For Family/Team Collaborative Memex:

  • RBAC + ACLs - Simple role structure with per-item overrides
  • Alternative: ABAC if contexts are fluid

For Research/Academic Collaboration:

  • ABAC - Complex rules (embargo dates, institutional affiliation)
  • Alternative: WAC if already using RDF

For AI Agent Access:

  • Capabilities - Delegatable tokens with scope and expiration
  • Alternative: ABAC with agent attributes

Hybrid Approaches

Real systems often combine models:

Capability + ACL:

  • Issue capability tokens for external sharing
  • Use ACLs for known internal entities
  • Example: Personal notes (no AC) + shared collections (capabilities)

RBAC + ABAC:

  • Roles for common patterns
  • Policies for complex cases
  • Example: "Family" role + policy for "no late-night access"

Capability + Context:

  • Capabilities reference context
  • Access granted only in matching context
  • Example: Token valid only when "location=home"

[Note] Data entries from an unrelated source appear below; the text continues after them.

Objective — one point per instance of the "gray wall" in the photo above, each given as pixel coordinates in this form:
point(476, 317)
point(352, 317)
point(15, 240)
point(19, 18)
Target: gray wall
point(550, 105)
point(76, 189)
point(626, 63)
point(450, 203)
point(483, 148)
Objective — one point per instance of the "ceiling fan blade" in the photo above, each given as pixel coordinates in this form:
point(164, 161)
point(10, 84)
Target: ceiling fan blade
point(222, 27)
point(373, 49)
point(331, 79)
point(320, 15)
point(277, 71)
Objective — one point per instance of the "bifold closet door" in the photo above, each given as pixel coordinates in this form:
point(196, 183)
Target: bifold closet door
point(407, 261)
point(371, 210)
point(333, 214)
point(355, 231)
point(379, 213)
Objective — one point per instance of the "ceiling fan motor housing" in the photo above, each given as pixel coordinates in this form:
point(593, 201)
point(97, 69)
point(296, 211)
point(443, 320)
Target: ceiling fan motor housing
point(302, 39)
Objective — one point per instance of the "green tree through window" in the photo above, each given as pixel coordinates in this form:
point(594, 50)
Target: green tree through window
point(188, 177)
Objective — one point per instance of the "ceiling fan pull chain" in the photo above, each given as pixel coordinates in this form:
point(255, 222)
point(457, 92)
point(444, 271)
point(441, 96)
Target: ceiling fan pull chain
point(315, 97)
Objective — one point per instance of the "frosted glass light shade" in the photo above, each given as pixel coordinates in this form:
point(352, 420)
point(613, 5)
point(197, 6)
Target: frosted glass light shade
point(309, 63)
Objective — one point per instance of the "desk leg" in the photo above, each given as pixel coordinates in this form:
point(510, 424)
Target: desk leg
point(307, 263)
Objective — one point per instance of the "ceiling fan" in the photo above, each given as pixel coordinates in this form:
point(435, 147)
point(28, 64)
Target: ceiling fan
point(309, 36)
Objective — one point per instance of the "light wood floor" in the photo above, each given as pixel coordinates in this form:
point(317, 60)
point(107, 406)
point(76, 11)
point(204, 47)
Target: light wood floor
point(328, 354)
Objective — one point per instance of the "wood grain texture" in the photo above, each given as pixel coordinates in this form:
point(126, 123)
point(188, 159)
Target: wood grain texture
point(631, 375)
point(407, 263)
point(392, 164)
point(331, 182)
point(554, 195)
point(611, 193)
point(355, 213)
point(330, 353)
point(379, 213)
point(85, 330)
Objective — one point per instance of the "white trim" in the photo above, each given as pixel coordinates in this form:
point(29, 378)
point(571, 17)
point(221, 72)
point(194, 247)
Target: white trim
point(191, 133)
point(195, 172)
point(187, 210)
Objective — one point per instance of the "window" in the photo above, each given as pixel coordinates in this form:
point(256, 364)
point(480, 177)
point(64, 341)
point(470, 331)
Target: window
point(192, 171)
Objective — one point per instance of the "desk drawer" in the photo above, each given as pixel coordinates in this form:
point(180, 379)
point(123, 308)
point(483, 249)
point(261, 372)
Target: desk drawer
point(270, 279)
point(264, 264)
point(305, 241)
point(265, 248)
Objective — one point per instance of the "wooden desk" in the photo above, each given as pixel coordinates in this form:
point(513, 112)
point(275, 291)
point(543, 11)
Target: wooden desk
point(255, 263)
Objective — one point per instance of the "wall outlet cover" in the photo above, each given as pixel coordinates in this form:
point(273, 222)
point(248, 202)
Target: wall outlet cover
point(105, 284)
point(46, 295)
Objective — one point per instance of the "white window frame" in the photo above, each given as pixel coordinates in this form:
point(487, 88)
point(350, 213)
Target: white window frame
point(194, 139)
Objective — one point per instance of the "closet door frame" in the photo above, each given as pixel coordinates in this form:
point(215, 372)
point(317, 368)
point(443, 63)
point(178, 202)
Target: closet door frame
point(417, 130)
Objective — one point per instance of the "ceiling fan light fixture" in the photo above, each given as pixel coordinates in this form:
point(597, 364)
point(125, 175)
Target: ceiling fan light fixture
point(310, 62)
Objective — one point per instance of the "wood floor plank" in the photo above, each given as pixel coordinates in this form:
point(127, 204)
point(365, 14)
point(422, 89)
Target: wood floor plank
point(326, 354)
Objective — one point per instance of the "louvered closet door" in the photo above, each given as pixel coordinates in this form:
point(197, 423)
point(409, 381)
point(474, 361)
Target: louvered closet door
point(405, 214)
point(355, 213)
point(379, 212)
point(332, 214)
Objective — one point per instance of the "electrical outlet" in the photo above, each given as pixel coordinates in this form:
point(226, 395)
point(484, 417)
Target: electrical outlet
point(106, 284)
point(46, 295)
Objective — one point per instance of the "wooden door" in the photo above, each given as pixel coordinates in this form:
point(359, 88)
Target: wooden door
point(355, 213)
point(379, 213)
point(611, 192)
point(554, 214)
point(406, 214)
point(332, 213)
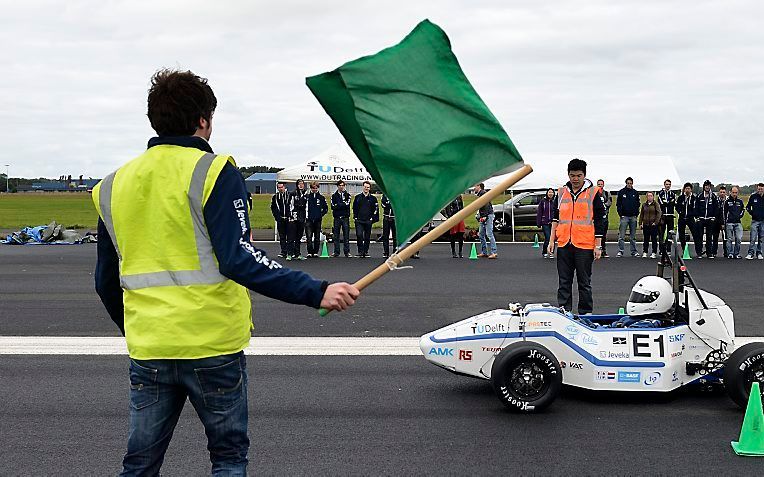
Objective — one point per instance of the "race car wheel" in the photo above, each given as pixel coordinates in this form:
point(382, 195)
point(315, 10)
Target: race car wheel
point(526, 377)
point(745, 366)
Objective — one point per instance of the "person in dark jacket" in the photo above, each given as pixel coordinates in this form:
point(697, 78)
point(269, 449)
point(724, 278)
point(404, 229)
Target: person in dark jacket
point(607, 201)
point(755, 207)
point(544, 217)
point(456, 233)
point(706, 211)
point(365, 213)
point(317, 208)
point(685, 207)
point(720, 231)
point(734, 209)
point(485, 218)
point(341, 214)
point(666, 198)
point(280, 212)
point(628, 206)
point(388, 226)
point(649, 218)
point(298, 206)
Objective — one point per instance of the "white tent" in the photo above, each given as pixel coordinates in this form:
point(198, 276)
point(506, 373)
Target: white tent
point(648, 172)
point(335, 163)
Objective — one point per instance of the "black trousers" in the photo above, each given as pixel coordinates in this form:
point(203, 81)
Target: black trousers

Implementation Considerations

Performance:

  • ACL/RBAC: O(1) with proper indexing
  • Capabilities: O(1) token validation
  • ABAC/WAC: O(n) policy evaluation, depends on complexity

Audit:

  • ACL: Centralized server logs all checks
  • Capabilities: Requires separate audit log infrastructure
  • ABAC: Policy evaluation logs show reasoning

Revocation:

  • ACL/RBAC: Immediate (update list)
  • Capabilities: Hard (need revocation lists or short TTL)
  • ABAC: Immediate (update policy)

Usability:

  • RBAC: Easy (assign roles)
  • ACL: Moderate (manage per-resource lists)
  • Capabilities: Hard (manage tokens)
  • ABAC/WAC: Very hard (write policies)

Open Questions

  1. Can capabilities have acceptable UX for non-technical users?
  2. How do you express "work context" without explicit tagging?
  3. Can AI help with automatic context inference for access control?
  4. What's the right granularity - mnemegram-level, assertion-level, field-level?
  5. How do you handle "this is private now but becomes public after my death"?
  6. Can hybrid approaches (capabilities for external, ACL for internal) work seamlessly?